UPDATED 16:30 EDT / NOVEMBER 22 2012

Bionic Mannequins Watch and Profile Your Every Shopping Move

For some, shopping is a cathartic experience.  After a very long and stressful work week, a few hours of retail therapy is enough to wash the stress away.  But would you still feel good about your retail therapy if you discovered that store mannequins are watching your every move, not for security purposes but to learn more about you?

Bionic Mannequins

Almax, an Italian mannequin maker, is now selling EyeSee –  a line of mannequins equipped with a camera that has facial recognition technology and is able to distinguish a person’s race, age and gender.  The mannequins can be used for added security as it can better see what customers are doing inside a shop.  But the main use of these bionic mannequins is to help brands better understand what their customers want, especially with the expected drop in interest for luxury brands.

The EyeSee costs about $5,130, and some shops, who can’t be named due to confidentiality, claimed they were able to boost sales after using EyeSee.  Almax claimed that one store adjusted their window displays after finding out that men who shopped in the first two days of a sale spent more than women.  A clothier introduced a children’s line after the dummy showed that kids made up more than half its mid-afternoon traffic, and another store found that a third of visitors using one of its doors after 4 p.m. were Asian, prompting them to place Chinese-speaking staff by that entrance.

Almax stated that they’re planning on putting ears on their EyeSee mannequins to better understand what consumers want, as well as interactive screens near the mannequins so they can push more ads and products to customers.

“Any software that can help profile people while keeping their identities anonymous is fantastic,” said Uché Okonkwo, executive director of consultant Luxe Corp.

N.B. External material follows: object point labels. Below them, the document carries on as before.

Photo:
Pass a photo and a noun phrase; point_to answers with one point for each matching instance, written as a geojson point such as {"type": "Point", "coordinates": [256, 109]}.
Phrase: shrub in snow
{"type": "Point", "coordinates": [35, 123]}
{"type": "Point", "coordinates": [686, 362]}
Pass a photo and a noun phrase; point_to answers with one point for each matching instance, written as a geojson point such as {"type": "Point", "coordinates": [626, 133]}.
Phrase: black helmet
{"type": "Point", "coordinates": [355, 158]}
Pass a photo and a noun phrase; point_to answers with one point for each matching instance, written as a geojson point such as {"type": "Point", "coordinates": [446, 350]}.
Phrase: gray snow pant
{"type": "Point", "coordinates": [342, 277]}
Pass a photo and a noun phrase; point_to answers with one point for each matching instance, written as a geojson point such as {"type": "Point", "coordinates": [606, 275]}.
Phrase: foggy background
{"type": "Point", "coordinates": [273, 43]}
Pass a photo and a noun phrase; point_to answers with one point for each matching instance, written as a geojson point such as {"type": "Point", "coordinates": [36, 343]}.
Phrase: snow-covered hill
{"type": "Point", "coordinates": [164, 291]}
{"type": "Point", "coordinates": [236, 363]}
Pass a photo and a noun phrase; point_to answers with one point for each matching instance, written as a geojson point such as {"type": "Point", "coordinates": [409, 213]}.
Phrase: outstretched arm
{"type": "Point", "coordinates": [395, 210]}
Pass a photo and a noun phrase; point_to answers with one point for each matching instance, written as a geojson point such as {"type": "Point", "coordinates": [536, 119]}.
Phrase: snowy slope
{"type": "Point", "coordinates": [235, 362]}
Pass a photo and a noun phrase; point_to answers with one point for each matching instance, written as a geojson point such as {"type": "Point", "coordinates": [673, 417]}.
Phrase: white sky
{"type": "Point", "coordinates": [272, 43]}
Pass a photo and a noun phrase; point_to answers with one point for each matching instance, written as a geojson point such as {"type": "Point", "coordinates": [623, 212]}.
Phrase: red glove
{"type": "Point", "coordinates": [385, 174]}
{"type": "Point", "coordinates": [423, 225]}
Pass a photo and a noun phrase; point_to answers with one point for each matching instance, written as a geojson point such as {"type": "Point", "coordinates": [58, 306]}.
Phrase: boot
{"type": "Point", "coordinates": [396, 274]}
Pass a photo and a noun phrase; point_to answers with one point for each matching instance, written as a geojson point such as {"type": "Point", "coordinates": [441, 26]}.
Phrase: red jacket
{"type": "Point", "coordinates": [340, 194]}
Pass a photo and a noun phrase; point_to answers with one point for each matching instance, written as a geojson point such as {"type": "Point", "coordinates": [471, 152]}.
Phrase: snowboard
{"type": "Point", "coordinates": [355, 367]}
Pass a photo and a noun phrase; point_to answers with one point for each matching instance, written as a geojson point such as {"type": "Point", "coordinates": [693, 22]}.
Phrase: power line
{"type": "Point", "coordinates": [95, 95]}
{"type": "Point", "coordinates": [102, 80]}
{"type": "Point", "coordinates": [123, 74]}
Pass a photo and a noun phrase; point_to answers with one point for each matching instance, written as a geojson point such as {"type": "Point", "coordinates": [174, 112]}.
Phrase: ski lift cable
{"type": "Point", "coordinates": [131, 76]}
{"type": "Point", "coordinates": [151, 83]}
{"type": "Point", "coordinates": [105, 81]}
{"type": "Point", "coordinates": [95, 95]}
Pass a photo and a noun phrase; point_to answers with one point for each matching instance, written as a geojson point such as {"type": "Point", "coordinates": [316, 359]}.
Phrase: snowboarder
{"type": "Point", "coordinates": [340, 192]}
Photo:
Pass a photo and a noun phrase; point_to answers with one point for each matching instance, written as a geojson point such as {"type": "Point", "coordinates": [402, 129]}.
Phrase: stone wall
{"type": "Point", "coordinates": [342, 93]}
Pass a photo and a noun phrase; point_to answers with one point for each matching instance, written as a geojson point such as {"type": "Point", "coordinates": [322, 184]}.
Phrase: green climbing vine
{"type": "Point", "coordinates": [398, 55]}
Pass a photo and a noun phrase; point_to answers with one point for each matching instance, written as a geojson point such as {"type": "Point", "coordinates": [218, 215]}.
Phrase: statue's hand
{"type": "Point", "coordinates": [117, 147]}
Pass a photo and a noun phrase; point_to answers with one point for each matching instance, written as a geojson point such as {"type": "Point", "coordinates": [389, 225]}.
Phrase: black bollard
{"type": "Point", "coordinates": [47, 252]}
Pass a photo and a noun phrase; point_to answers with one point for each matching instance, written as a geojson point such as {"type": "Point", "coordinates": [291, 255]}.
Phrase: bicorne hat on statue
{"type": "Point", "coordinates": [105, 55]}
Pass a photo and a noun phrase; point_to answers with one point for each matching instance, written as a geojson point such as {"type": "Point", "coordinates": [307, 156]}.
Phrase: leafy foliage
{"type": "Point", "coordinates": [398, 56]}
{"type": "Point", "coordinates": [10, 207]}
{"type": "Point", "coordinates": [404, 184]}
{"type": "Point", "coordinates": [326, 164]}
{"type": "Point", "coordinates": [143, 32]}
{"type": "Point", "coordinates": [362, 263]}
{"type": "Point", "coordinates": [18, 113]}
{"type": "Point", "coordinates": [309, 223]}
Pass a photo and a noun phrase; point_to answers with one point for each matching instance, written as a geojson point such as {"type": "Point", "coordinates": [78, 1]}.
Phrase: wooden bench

It “could really enhance the shopping experience, the product assortment, and help brands better understand their customers.”

Privacy Issues

Shoppers know that retail outlets are equipped with surveillance cameras for security purposes, and these cams are visible to the shoppers and they’re often given the benefit of full disclosure of when the store is under surveillance.

The EyeSee, on the other hand, is discrete–you won’t even know you’re looking at one.  Legal issues could be raised if a shop uses this type of mannequin if shoppers aren’t aware that they are being profiled for the shop, unknowing that their choices are being recorded.

“If you go on Facebook, before you start the registration process, you can see exactly what information they are going to collect and what they’re going to do with it,” said Christopher Mesnooh, a partner at law firm Field Fisher Waterhouse in Paris.. “If you’re walking into a store, where’s the choice?”

Almax Chief Executive Officer Max Catanese stated that they haven’t encountered any privacy issues in selling EyeSee since the bionic mannequins do not store any images.  A retailer only needs to have a license in having a closed circuit television license to use the EyeSee.